Docfix: ignore_above uses string length, not utf-8

ignore_above is used to guard against the lucene limitation that a term cannot exceed 32766 bytes. However, the implementation just used the character count, which doesn't take into account the fact that some characters have multi-byte utf-8 encodings. This commit updates the docs to make this relationship clear. Closes #11563
2015-07-09 14:04:20 -05:00 · 2015-07-09 14:04:20 -05:00 · f86e8c33c1
parent 03148dc3b0
commit f86e8c33c1
1 changed files with 6 additions and 0 deletions
--- a/docs/reference/mapping/types/core-types.asciidoc
+++ b/docs/reference/mapping/types/core-types.asciidoc
@ -143,6 +143,12 @@ defaults to `true` or to the parent `object` type setting.

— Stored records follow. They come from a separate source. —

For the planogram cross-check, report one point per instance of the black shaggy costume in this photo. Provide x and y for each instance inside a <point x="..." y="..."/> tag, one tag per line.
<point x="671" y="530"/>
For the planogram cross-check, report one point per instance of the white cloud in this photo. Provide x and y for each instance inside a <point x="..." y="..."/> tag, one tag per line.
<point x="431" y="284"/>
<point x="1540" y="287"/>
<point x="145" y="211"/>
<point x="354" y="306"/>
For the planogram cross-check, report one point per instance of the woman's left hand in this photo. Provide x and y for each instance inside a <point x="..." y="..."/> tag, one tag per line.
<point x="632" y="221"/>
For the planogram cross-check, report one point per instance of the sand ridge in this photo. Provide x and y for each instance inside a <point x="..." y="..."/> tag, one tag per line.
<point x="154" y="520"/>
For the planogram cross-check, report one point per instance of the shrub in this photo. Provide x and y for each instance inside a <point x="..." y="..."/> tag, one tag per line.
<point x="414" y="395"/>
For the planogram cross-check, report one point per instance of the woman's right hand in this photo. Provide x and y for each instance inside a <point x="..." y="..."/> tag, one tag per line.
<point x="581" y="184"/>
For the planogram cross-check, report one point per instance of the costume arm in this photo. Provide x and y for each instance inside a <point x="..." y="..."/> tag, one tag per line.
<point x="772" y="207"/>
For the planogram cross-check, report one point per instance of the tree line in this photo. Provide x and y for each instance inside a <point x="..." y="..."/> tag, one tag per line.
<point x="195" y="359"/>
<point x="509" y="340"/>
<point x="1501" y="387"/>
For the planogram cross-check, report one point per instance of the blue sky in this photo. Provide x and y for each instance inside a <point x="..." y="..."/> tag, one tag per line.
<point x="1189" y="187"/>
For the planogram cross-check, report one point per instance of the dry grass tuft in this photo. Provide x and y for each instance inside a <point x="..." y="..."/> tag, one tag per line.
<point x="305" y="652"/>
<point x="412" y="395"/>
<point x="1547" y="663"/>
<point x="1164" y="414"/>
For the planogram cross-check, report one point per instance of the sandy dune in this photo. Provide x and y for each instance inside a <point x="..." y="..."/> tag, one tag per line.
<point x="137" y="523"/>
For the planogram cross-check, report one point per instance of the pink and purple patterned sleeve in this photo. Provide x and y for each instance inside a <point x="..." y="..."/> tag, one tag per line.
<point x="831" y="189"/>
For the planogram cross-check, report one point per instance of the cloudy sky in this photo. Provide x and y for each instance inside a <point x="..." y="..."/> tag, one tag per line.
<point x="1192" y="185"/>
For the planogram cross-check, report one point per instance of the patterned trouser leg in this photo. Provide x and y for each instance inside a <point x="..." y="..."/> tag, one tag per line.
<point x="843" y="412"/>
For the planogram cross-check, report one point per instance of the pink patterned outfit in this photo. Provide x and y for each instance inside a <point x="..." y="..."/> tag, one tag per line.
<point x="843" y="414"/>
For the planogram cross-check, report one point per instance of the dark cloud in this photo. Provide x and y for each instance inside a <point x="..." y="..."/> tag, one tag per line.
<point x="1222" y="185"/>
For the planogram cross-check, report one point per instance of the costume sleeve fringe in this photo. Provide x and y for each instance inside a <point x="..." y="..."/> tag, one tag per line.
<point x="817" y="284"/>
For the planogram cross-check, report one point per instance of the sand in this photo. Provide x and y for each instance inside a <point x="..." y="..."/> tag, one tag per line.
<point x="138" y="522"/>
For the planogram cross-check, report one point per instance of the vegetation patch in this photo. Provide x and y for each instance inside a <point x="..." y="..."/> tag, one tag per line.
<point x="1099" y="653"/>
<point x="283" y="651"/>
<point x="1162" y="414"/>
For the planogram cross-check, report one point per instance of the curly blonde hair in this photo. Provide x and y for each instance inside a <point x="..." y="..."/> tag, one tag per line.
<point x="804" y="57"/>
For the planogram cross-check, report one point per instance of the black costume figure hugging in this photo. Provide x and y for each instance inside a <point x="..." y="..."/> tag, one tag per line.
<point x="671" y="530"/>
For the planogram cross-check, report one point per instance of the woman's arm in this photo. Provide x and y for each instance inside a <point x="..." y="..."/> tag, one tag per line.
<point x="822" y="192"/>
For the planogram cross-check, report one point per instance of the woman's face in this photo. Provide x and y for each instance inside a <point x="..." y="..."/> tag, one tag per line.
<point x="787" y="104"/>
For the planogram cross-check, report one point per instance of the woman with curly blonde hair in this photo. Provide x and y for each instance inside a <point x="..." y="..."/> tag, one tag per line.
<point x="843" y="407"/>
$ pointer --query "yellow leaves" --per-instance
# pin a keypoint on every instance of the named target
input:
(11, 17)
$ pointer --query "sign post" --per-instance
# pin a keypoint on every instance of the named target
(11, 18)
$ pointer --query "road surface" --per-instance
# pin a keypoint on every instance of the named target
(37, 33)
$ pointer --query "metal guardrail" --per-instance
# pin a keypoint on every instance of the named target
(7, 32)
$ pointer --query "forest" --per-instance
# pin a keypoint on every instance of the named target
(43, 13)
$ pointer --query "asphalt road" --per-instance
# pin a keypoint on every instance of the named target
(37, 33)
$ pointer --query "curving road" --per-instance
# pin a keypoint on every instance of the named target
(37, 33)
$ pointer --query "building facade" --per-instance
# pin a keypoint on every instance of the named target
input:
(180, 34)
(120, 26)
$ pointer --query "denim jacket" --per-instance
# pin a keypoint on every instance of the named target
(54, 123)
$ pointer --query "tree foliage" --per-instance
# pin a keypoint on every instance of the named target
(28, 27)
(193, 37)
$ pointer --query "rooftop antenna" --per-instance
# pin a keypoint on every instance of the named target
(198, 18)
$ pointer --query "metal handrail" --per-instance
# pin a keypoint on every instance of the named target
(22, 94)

 |`ignore_above` |The analyzer will ignore strings larger than this size.
 Useful for generic `not_analyzed` fields that should ignore long text.

+This option is also useful for protecting against Lucene's term byte-length
+limit of `32766`. Note: the value for `ignore_above` is the _character count_,
+but Lucene counts bytes, so if you have UTF-8 text, you may want to set the
+limit to `32766 / 3 = 10922` since UTF-8 characters may occupy at most 3
+bytes.
+
 |`position_offset_gap` |Position increment gap between field instances
 with the same field name. Defaults to 0.
 |=======================================================================